Cyclopropane fatty acid synthase of Escherichia coli. Stabilization, purification, and interaction with phospholipid vesicles

Abstract

The cyclopropane fatty acid (CFA) synthase of E. coli catalyzes the methylenation of the unsaturated moieties of phospholipids in a phospholipid bilayer. The methylene donor is S-adenosyl-L-methionine. The enzyme is loosely associated with the inner membrane of the bacterium and binds to and is stabilized by phospholipid vesicles.

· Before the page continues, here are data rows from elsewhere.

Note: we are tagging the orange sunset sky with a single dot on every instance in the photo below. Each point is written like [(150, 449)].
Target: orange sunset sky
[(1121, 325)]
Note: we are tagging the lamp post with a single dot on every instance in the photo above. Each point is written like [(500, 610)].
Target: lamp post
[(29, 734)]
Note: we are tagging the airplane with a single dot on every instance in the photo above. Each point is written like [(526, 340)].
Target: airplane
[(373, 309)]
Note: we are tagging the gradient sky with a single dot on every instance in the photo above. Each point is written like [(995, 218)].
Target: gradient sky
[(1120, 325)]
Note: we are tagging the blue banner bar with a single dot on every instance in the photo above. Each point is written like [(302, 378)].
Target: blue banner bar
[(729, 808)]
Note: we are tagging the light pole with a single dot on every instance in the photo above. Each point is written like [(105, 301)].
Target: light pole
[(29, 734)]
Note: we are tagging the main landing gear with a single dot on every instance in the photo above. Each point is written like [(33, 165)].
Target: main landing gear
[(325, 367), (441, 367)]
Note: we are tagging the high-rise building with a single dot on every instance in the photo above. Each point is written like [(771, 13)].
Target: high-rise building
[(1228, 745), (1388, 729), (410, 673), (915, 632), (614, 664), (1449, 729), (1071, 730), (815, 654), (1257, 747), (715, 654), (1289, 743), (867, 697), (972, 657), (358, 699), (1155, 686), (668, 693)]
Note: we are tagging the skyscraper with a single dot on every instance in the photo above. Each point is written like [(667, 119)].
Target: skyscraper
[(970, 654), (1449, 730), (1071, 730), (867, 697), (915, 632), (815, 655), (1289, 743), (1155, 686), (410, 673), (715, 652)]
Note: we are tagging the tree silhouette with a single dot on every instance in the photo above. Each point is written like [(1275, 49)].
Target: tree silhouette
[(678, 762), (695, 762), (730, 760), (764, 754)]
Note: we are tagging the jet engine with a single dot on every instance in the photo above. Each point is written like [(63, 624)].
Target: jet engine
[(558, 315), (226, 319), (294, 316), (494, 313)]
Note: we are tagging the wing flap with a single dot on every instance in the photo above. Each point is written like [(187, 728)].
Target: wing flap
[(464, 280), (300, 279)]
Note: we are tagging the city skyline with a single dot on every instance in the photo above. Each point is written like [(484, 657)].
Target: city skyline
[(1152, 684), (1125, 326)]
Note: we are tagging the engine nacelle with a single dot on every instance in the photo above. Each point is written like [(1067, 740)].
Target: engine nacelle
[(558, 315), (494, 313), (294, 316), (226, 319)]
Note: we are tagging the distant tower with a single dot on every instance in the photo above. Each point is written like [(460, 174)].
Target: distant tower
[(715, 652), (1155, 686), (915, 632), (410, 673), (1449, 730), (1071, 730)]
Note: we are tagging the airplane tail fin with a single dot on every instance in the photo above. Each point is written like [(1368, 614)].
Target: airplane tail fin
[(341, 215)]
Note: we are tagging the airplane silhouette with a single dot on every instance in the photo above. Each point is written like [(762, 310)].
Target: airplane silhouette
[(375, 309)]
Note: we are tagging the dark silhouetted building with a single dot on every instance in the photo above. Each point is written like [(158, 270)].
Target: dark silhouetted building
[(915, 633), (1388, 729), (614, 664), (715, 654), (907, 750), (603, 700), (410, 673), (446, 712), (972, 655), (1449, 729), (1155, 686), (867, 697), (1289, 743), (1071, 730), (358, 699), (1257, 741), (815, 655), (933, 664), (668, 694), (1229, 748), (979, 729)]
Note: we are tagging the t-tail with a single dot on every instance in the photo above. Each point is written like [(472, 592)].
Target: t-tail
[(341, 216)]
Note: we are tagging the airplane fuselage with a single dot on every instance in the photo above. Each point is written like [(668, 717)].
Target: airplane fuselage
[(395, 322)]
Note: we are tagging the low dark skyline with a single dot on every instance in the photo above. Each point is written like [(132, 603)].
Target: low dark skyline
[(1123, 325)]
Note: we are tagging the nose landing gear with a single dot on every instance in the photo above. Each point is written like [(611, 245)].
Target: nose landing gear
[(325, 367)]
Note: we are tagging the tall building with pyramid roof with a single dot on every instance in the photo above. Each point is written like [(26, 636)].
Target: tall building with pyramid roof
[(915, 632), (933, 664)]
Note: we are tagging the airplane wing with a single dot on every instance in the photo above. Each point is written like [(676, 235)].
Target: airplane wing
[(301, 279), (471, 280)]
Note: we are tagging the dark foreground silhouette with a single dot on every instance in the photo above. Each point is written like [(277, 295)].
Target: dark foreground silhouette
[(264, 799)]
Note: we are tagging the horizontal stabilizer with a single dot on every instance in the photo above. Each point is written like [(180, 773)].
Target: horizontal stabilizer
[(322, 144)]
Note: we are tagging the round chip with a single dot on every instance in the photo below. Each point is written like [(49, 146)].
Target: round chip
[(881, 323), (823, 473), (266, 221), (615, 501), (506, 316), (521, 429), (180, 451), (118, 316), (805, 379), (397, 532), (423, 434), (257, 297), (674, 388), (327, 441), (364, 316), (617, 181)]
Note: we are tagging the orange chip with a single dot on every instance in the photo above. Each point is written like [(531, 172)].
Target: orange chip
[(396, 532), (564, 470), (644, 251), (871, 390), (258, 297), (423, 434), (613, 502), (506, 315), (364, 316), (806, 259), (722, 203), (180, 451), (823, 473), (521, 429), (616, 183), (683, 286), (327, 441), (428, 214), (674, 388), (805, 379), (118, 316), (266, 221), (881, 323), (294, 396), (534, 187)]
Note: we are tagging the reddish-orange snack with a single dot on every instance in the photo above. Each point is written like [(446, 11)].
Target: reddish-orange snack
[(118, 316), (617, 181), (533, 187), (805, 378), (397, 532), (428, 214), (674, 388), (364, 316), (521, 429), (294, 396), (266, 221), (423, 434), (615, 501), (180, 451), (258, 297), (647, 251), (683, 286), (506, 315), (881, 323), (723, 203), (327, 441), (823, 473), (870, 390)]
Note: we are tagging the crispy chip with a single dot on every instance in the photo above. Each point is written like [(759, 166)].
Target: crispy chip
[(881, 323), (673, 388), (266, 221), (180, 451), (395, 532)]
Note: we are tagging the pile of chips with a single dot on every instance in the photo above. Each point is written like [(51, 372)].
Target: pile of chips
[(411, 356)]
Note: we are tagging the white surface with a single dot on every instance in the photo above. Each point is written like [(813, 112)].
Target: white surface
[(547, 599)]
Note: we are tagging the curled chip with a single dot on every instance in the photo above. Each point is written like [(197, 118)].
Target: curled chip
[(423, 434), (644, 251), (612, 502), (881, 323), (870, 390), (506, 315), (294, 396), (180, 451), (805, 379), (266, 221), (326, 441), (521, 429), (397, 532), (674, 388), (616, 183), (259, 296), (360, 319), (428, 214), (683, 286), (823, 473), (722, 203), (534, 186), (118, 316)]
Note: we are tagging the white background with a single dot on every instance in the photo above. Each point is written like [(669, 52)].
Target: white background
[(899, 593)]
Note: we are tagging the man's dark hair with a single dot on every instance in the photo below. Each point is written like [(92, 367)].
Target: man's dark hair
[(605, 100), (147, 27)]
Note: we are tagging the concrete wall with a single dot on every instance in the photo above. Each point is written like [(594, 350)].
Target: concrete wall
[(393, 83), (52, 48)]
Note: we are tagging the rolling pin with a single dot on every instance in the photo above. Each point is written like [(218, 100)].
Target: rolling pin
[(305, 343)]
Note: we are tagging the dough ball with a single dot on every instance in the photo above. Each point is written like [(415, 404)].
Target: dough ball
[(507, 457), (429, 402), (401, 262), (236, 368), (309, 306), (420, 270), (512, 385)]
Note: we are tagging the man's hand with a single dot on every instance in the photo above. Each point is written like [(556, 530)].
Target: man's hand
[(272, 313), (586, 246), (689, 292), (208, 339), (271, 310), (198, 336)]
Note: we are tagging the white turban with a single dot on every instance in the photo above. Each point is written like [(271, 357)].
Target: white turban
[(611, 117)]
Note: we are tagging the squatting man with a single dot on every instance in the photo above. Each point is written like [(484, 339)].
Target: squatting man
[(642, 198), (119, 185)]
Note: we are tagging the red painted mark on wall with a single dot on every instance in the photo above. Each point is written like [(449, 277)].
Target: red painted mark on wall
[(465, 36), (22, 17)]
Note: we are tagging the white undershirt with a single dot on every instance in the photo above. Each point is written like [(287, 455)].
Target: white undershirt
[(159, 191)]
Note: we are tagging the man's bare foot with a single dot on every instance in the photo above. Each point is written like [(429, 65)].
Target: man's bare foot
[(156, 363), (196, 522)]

The enzyme was purified over 500-fold by flotation with phospholipid vesicles and appears to be a monomeric protein having a MW of about 90,000. The enzyme binds only to vesicles of phospholipids which contain unsaturated or cyclopropane fatty acid moieties. CFA synthase is active on phosphatidylglycerol, phosphatidylethanolamine and cardiolipin, the major phospholipids of E. coli, and also has some activity on phosphatidylcholine. The enzyme is equally active on phospholipid vesicles in the ordered or the disordered states of the lipid phase transition. Studies with a reagent that reacts only with the phosphatidylethanolamine molecules of the outer leaflet of a phospholipid bilayer indicate that CFA synthase reacts with phosphatidylethanolamine molecules of the outer and the inner leaflets of phospholipid vesicles.